Thursday 5 March 2015

Bulk Indexing documents to Multiple Libraries using Powershell

Suppose we have a Document Library with large no. documents and we want to update the metadata which is kept in an excel file from local drive using PowerShell. Like this we have Multiple document Libraries and Metadata templates. Below is the process to iterate through each document library with its excel templates.
Steps

As all of you know there is no direct way to update metadata from Excel. So we have to convert excel to CSV format. And avoid space in column names in the CSV file.
1. Save as excel file to CSV format
2. Create a folder structure in windows drive to store the list templates in CSV format.


3. Create a list in SharePoint to store the folder path for each CSV template corresponding to each Library. Here the List name is 'IndexList'
4. Map the column names such as LibraryName, LibraryUrlName and TemplatePath in the script
5. Map the column names from CSV to the corresponding column names from SharePoint Library in the script.


if((Get-PSSnapin "Microsoft.SharePoint.PowerShell") -eq $null

{

Add-PSSnapin Microsoft.SharePoint.PowerShell

} 

$url = "http://sitename:portno/"

$OpenWeb = Get-SPWeb $url

$DocumentIndexing = $OpenWeb.Lists["IndexList"]

ForEach($item in $DocumentIndexing.Items)

{

$docLibraryName = $item["LibraryName"]

$docLibraryUrlName = $item["LibraryUrlName"]

$localFolderPath = $item["LinkTitle"]

$docLibrary = $OpenWeb.Lists[$docLibraryName]

Write-Host $localFolderPath

$file = Get-Content "$localFolderPath"

#Open file

function Update-SPList()

{

$data = Import-Csv $localFolderPath

$OpenWeb = Get-SPWeb $url

$folder = $OpenWeb.getfolder($docLibraryUrlName)

Write-Host $folder

foreach($row in $data)

{

#CAML query compares LinkFilename in the Library and Name Column in the CSV

$spQuery = New-Object Microsoft.SharePoint.SPQuery

$camlQuery = '<Where><Eq><FieldRef Name="LinkFilename" /><Value Type="Text">'+ $row.Name +'</Value></Eq></Where>'

$spQuery.Query = $camlQuery

$listItems = $docLibrary.GetItems($spQuery)

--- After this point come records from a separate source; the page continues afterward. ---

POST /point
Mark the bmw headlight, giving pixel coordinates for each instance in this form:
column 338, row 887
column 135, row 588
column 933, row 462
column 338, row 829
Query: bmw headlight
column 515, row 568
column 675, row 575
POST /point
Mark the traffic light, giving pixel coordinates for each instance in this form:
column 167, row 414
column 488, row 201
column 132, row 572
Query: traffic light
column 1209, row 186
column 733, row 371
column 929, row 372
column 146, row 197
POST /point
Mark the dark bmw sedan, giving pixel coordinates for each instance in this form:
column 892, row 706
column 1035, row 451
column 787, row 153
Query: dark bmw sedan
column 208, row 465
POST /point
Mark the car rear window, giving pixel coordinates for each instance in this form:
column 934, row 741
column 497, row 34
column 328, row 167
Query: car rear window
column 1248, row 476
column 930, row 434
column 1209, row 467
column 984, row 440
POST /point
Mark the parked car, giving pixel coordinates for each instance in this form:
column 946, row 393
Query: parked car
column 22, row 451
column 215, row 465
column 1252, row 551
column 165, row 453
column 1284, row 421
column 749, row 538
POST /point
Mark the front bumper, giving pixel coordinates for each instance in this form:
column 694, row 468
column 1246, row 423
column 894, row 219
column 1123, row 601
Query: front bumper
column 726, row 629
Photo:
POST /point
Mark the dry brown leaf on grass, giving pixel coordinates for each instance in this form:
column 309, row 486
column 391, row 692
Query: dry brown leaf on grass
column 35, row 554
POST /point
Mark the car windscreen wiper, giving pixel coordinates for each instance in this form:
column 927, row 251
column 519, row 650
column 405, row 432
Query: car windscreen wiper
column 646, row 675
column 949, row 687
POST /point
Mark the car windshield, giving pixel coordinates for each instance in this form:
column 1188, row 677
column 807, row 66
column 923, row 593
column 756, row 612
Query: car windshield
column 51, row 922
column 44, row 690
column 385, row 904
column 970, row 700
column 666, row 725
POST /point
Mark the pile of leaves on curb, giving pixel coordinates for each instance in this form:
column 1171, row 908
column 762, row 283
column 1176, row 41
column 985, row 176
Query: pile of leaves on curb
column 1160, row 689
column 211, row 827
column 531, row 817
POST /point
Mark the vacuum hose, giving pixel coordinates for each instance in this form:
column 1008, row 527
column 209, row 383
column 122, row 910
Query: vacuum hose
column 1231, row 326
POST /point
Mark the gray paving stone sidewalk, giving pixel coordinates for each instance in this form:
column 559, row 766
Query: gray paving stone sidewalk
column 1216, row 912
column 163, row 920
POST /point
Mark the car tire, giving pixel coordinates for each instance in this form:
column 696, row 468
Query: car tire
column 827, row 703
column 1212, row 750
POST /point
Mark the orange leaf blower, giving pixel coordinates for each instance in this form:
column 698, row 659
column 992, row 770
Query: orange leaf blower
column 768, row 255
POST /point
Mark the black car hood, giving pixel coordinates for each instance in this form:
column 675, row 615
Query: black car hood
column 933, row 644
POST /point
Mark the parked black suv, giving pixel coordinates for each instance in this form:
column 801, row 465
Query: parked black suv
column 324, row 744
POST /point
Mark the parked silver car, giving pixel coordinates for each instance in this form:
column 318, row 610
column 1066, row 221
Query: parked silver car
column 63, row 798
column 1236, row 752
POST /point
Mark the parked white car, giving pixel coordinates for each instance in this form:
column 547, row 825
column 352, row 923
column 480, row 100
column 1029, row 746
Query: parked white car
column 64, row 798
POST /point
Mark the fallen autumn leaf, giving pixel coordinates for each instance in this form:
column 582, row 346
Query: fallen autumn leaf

foreach($item in $listItems)

{

# List Out all column names from all CSV Templates of without Duplication and pass the value to Library columns.

   Write-Host "Updating" $item["LinkFilename"] "with" $row.Name

   $item["Content Type"] = $row.Document_Category

   $item["DATE_x0028_MM_x002f_YY_x0029_"] = $row.DATE

   $item["Location"] = $row.Location

   $item["Licence_x0020_No"] = $row.Licence_No

   $item["Center"]=$row.Center

   $item["Ticket"]=$row.Ticket_No

   $item["Amount"]=$row.Amount

   $item["Course"]=$row.Course

   $item.Update()

}

#Clear all rows except the CSV column Names

(Get-Content $localFolderPath |  Select -First 1) | Out-File $localFolderPath 

}
}

Update-SPList

if($OpenWeb)

{

$OpenWeb.Dispose()

}

}


Once it is updated the rows will be automatically deleted from the CSV template .